Even before the pandemic reached the United States, outbreaks in other countries suggested two things: Elderly people had the highest fatality rate, and asymptomatic people could likely spread the virus. Yet until this week, the Centers for Disease Control and Prevention listed only hospital patients and symptomatic health-care workers as “Priority 1” for testing. Symptomatic people living in long-term-care facilities were given “Priority 2” status; asymptomatic health-care workers had third-tier priority; and asymptomatic people were labeled “non-priority.”
A spokesperson for the Department of Health and Human Services, which oversees the CDC, told me that the agency never intended to imply that any group’s need for testing was less important. “Testing residents in long-term-care facilities who are symptomatic has always been an important priority for the federal government,” she said. She also noted that after the early outbreak at the Seattle-area facility, the CDC sent a team of medical personnel to support the nursing home.
But their testing regime was all wrong, long-term-care experts and advocates told me: Residents and staffers should have been tested from the start to help slow the spread. Canterbury, for example, was only able to start screening residents for the virus on March 17, six days after its first case. It’s not enough just to take temperatures, a practice that many facilities have adopted since the start of the pandemic, because so many people with the virus are asymptomatic, Grabowski said. (Body temperature is also not necessarily a useful indicator, given that older adults with COVID-19 can present atypical symptoms.)
Recent developments have come as a relief to some advocates. On Monday, the CDC formally rearranged its testing priorities into two categories, labeling residents in long-term-care facilities with symptoms “high priority” and asymptomatic residents as “priority.” Last week, the Trump administration issued new rules requiring nursing homes to inform residents and their family members about COVID-19 cases in the building, and a few days before that, the administration announced more funds to help expand rapid testing.

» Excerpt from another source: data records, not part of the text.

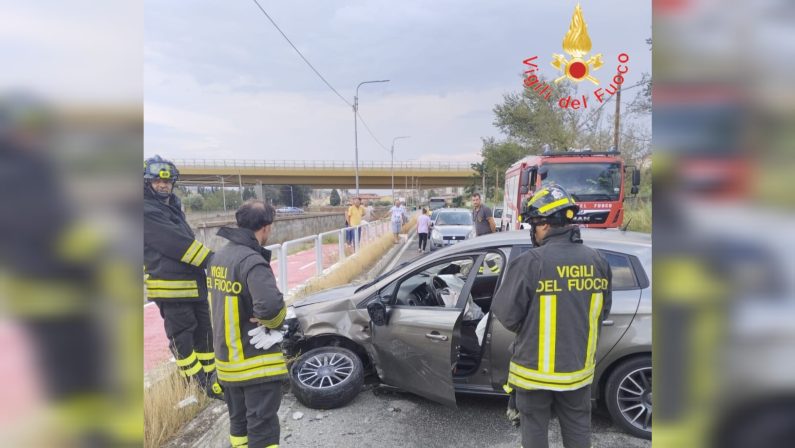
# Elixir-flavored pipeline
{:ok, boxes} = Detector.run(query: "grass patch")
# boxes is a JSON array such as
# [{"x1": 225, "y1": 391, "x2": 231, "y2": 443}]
[
  {"x1": 144, "y1": 366, "x2": 210, "y2": 448},
  {"x1": 623, "y1": 200, "x2": 652, "y2": 233},
  {"x1": 288, "y1": 218, "x2": 417, "y2": 303}
]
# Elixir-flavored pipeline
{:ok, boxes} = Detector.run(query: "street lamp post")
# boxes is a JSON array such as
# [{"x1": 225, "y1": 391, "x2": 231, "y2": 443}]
[
  {"x1": 389, "y1": 135, "x2": 411, "y2": 202},
  {"x1": 353, "y1": 79, "x2": 389, "y2": 197},
  {"x1": 284, "y1": 185, "x2": 295, "y2": 207}
]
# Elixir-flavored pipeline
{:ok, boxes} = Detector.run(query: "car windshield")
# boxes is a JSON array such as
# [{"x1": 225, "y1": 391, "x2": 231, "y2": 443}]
[
  {"x1": 539, "y1": 163, "x2": 621, "y2": 201},
  {"x1": 436, "y1": 212, "x2": 472, "y2": 226}
]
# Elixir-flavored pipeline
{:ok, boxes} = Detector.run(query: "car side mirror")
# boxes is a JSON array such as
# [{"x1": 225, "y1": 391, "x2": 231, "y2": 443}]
[{"x1": 367, "y1": 299, "x2": 389, "y2": 327}]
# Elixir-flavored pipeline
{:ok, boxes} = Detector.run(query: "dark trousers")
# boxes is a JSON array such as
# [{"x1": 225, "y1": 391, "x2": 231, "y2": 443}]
[
  {"x1": 516, "y1": 385, "x2": 591, "y2": 448},
  {"x1": 157, "y1": 300, "x2": 213, "y2": 386},
  {"x1": 224, "y1": 381, "x2": 282, "y2": 448},
  {"x1": 417, "y1": 233, "x2": 428, "y2": 250}
]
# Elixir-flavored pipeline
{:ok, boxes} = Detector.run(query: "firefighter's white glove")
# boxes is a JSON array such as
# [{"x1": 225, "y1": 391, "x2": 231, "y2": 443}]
[{"x1": 248, "y1": 326, "x2": 284, "y2": 350}]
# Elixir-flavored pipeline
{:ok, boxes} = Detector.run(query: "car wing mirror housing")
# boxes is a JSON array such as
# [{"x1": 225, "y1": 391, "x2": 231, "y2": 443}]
[{"x1": 367, "y1": 298, "x2": 389, "y2": 327}]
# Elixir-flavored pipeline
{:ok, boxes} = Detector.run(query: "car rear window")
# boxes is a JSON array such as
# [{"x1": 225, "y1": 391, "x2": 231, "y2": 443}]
[{"x1": 599, "y1": 250, "x2": 638, "y2": 291}]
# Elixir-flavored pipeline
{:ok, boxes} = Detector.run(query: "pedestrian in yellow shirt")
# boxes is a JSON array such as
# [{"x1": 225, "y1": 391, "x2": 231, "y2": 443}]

But more than 10,000 residents and staff of long-term-care facilities are already dead, as of this writing, and the virus is continuing to spread rapidly. Many long-term-care facilities still need much more PPE, says Mark Parkinson, the president and chief executive officer of the American Health Care Association and National Center for Assisted Living, a trade organization that represents nursing and assisted-living homes. The majority of facilities still don’t have easy access to testing, and are still woefully short-staffed. “We just need to be made a priority,” he says. “If we can do that, we can change the outcome of this.”

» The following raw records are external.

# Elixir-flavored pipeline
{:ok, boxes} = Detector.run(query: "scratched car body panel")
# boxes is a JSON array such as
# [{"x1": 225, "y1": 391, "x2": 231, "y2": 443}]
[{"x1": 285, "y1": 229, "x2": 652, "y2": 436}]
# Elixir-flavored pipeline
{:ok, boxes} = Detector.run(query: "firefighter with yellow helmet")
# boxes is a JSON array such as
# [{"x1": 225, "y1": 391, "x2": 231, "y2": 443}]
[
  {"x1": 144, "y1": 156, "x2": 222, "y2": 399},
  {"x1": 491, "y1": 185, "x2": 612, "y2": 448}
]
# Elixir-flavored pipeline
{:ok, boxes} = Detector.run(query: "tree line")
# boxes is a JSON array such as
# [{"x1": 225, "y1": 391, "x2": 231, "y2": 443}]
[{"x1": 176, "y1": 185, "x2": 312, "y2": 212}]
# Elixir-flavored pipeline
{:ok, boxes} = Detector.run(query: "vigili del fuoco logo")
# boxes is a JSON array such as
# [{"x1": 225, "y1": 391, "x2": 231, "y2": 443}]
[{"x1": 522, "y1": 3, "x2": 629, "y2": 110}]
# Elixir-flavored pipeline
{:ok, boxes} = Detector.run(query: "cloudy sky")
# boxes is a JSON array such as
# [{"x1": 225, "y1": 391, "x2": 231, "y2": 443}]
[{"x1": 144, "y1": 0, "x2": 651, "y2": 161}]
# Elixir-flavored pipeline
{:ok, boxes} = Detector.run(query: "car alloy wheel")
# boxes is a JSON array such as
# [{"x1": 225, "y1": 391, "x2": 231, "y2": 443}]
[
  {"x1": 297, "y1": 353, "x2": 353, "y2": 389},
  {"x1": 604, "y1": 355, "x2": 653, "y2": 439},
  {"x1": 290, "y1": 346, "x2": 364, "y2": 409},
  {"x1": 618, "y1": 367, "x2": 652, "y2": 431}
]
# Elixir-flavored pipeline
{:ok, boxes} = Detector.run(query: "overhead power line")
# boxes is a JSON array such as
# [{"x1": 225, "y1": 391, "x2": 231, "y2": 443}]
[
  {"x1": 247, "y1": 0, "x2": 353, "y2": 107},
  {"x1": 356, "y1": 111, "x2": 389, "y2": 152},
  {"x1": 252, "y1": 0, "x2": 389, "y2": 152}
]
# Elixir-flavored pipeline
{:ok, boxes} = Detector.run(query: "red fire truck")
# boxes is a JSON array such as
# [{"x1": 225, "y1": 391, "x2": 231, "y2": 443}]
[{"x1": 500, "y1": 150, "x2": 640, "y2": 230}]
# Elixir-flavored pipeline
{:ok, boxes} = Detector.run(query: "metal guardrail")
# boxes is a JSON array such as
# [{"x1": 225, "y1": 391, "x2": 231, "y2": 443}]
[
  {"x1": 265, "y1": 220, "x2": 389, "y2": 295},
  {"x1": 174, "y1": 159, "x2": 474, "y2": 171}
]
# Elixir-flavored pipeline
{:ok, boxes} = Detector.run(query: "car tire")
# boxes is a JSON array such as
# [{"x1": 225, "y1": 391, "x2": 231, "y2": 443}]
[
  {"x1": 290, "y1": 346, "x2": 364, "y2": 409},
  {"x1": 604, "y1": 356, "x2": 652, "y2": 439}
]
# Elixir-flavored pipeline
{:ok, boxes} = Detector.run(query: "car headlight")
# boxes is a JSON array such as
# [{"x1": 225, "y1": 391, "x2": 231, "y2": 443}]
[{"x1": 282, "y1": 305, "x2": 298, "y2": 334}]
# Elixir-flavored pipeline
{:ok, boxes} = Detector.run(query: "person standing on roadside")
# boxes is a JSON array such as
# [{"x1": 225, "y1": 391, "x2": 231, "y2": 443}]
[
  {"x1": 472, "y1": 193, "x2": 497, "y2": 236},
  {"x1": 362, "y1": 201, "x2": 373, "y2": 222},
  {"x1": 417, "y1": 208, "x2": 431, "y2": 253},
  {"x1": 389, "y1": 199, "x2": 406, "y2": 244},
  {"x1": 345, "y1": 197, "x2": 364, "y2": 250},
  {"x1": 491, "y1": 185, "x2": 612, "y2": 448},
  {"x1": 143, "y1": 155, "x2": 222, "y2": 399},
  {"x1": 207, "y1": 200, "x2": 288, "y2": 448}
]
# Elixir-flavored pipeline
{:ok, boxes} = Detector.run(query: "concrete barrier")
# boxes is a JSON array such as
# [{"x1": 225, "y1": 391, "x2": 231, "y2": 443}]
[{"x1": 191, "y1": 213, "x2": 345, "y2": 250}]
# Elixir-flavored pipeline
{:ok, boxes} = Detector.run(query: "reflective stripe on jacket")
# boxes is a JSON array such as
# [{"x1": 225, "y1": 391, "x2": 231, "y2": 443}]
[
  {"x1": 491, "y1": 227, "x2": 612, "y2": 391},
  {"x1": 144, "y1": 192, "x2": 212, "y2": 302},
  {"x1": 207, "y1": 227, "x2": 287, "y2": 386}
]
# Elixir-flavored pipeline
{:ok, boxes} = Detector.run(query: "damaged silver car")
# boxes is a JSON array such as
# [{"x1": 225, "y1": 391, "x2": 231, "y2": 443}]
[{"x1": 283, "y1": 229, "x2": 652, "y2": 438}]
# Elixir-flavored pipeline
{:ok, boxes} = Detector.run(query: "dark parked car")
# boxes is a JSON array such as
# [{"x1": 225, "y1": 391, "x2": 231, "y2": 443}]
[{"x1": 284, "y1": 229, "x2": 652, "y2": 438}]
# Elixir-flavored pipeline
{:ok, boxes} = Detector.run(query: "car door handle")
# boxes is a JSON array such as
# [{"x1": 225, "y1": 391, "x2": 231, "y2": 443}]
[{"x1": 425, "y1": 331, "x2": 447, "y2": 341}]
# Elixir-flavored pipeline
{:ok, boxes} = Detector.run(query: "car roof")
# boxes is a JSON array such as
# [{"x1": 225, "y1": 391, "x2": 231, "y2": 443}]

The immense trauma and strain of the past two months demonstrate the necessity of investing in the care of America’s most vulnerable people, advocates say. “This has been the most formative experience in my professional life,” Wright told me tearfully, “and I hope that, as a society, it is a formative experience as well.”

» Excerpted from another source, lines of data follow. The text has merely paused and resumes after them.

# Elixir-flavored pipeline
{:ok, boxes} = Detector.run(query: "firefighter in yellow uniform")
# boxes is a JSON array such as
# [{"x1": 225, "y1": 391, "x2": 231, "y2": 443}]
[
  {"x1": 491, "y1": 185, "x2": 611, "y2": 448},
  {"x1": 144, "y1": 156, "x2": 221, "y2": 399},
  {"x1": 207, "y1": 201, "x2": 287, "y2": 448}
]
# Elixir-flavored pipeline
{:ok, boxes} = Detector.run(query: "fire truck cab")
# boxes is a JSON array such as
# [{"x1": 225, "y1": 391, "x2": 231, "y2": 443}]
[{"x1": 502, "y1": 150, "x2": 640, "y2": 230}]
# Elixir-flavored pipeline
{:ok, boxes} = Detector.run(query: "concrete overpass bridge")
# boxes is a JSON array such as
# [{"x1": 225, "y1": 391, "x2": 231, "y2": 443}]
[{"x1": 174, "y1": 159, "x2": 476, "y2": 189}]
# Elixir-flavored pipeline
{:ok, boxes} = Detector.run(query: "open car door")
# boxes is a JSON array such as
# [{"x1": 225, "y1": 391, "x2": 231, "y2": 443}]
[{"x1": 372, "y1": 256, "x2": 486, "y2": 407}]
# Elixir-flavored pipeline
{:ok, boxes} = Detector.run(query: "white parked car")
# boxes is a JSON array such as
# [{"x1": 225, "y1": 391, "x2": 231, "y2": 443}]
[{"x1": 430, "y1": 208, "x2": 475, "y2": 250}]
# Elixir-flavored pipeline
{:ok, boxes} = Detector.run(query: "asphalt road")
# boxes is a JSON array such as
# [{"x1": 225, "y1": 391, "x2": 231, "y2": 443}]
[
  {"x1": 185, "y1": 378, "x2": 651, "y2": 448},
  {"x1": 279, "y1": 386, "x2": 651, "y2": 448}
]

My grandmother moved into her assisted-living home in the summer of 2016. It was a cozy apartment in a small building, with a view of the back flower garden, and in the hallway outside her door was a glass enclosure full of noisy songbirds. In the afternoons, Meemaw practiced seated yoga and played Kings in the Corner with her friends. In 2018, she was the building’s dominoes champion.
Two weeks ago, the remaining residents at Meemaw’s home were evacuated to nearby facilities and hospitals, when it became clear that not enough staff were left to care for them. The facility closed. This week, its owners announced that it will not reopen.